Yes. A comfy ui image to video 16gb setup runs well with Stable Video Diffusion or WAN 2.1 using quantized (fp8/GGUF) weights, the --lowvram launch flag, and tiled VAE decode. Cards like the RTX 4060 Ti 16GB and 4070 Ti Super handle short clips reliably at 512–576px and 14 frames.
Which model is best for local image to video on a 16GB card?
Stable Video Diffusion (SVD) is the easiest starting point — it's mature, well-documented, and its fp8 checkpoint fits comfortably in 16GB. WAN 2.1 offers stronger motion coherence but needs more careful memory tuning. Start with SVD 14-frame, then try WAN once your baseline workflow is stable.
Why does my ComfyUI image to video run out of memory on 16GB?
The VAE decode step is almost always the cause — it tries to decode every frame at once. Switch to the tiled VAE decode node, use fp8 or GGUF weights instead of fp16, launch with --lowvram, and lower resolution and frame count. Close other GPU apps to reclaim 1–2GB of VRAM as well.
How long does a local image to video clip take to generate?

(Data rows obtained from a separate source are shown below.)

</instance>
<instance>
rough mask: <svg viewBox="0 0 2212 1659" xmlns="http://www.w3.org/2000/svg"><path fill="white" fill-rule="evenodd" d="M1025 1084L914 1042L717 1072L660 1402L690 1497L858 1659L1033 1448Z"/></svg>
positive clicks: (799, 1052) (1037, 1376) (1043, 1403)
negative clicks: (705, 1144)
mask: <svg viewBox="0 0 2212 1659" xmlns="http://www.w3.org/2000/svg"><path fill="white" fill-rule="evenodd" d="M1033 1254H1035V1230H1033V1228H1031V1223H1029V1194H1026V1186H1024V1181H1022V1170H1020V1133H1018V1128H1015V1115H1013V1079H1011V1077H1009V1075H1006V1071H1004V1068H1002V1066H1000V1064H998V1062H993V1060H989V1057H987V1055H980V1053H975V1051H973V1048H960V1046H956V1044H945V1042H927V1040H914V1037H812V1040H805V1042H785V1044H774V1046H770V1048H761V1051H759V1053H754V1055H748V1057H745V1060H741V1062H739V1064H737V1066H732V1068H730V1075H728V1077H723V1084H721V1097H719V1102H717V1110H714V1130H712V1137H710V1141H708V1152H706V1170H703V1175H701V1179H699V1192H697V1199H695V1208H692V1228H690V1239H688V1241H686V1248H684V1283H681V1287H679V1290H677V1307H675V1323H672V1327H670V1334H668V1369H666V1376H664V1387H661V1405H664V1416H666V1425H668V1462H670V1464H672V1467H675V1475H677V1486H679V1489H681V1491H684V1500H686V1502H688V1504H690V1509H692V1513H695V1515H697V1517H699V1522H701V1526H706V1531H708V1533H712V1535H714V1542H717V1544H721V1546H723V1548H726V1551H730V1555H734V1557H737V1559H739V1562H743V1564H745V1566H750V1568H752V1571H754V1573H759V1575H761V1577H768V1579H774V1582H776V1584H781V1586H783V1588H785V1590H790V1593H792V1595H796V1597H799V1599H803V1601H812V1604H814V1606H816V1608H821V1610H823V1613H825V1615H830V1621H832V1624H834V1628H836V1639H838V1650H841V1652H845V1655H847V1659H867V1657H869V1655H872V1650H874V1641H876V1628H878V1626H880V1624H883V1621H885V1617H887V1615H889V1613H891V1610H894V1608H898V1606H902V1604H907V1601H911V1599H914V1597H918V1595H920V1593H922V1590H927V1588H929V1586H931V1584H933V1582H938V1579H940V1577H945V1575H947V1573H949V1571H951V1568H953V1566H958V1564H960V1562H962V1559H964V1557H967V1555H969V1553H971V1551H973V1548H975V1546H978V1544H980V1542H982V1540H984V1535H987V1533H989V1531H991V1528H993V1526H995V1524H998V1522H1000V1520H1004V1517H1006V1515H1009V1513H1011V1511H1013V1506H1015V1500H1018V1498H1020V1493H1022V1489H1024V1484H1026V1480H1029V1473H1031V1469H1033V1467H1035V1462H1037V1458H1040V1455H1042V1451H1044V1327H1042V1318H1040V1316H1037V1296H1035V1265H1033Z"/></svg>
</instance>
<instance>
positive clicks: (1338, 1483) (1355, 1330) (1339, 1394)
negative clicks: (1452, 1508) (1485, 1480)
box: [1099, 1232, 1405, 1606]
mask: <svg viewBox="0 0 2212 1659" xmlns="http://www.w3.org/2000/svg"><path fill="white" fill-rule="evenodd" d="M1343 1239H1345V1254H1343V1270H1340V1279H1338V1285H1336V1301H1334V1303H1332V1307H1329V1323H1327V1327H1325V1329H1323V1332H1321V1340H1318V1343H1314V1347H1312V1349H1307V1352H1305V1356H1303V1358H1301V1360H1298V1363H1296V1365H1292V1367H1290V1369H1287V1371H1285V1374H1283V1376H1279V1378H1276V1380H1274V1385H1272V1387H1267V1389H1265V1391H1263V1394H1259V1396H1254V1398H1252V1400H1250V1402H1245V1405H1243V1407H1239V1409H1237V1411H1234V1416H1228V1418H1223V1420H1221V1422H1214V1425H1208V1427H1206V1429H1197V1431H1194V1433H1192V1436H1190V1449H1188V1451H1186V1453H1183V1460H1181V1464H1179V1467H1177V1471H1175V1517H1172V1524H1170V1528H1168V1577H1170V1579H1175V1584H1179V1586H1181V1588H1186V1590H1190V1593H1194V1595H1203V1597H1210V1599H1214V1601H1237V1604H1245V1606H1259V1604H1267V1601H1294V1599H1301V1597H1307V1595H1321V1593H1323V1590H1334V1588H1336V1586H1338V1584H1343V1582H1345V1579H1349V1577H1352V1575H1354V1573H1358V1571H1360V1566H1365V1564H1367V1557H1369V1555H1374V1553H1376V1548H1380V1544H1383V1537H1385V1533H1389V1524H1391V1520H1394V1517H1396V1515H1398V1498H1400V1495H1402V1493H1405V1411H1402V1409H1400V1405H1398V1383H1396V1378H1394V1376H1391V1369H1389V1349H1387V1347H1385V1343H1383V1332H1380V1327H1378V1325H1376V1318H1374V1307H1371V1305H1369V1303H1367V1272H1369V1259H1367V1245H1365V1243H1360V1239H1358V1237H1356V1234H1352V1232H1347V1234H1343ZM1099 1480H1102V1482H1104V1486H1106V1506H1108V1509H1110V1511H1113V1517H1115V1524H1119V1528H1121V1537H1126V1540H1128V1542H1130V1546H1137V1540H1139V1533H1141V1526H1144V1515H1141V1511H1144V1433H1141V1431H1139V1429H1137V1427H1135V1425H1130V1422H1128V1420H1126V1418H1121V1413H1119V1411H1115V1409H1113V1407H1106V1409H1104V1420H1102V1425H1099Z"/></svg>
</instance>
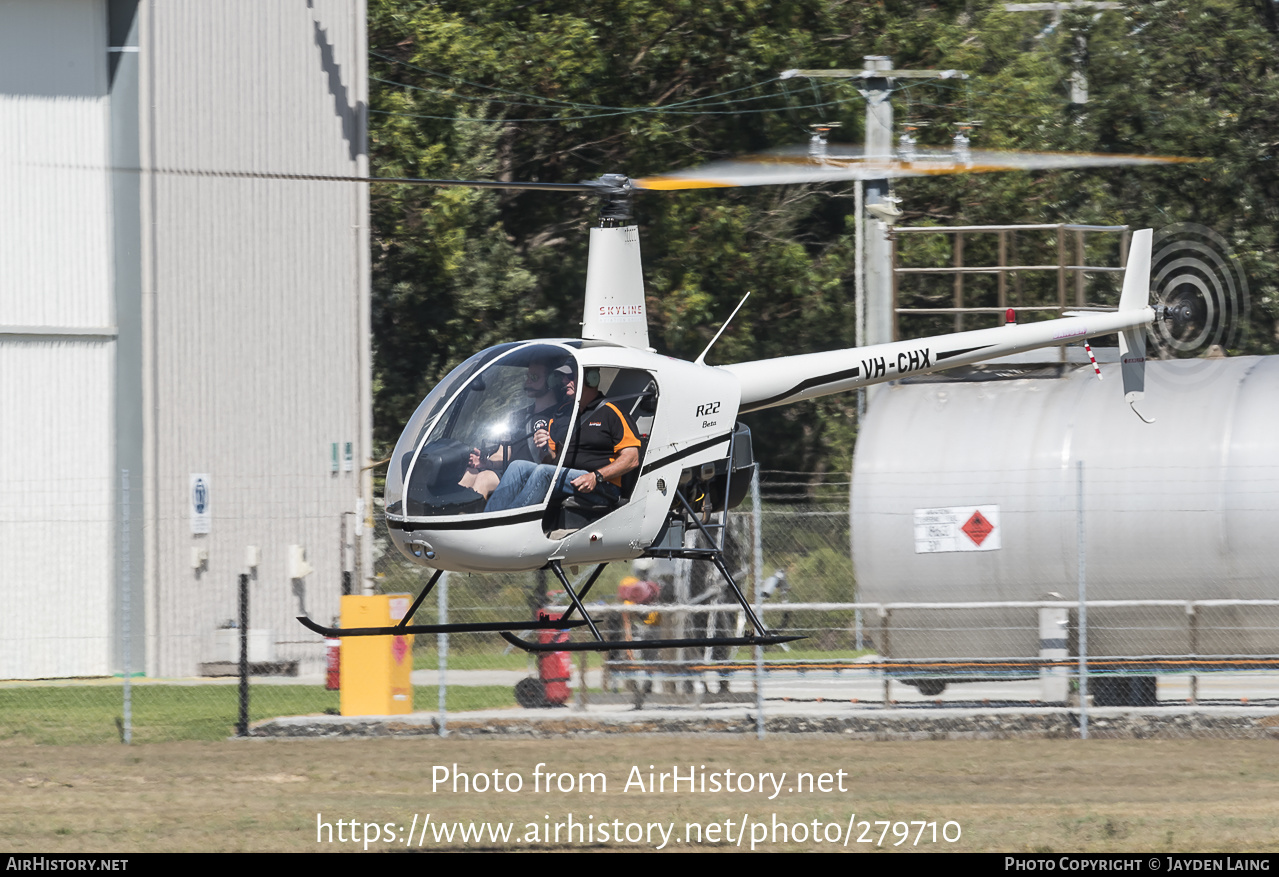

On a 16GB card like the 4060 Ti, a 14-frame SVD clip at 576×1024 typically takes a couple of minutes with tiled decode enabled. Time scales with resolution, frame count, and sampling steps, so higher-quality runs take longer. Interpolation lets you keep real frames low while still hitting 24–30fps.
Do I need to code to use ComfyUI for image to video?
No coding is required, but ComfyUI does expect you to wire nodes together and manage models, Python, and CUDA drivers. It's a visual graph, not a script. If that feels like too much setup, a browser tool like imgvid runs the same kind of image-to-video generation with no install.
Is running image to video locally free?
The ComfyUI software and open models like SVD are free to download, so local generation has no per-clip cost once your hardware and setup are in place — you pay only in electricity and time. The tradeoff is the upfront work of installing, quantizing, and tuning for your 16GB card.
What's the difference between local ComfyUI and a cloud image to video tool?
Local ComfyUI gives you full control and no per-generation fees, but requires a capable GPU and technical setup. A cloud tool like imgvid runs on hosted GPUs, so any device works with zero install — you trade some low-level control for speed and simplicity. Many creators use both, depending on the job.
How much disk space do I need for local ComfyUI image to video?
Plan for at least 25GB free, and ideally 40GB or more on an SSD. ComfyUI itself is small, but the models are large: an SVD checkpoint runs several gigabytes, WAN 2.1 adds more, and you'll often keep multiple variants (fp8 and GGUF) plus interpolation models. Storing them on an SSD also speeds up model loading between runs.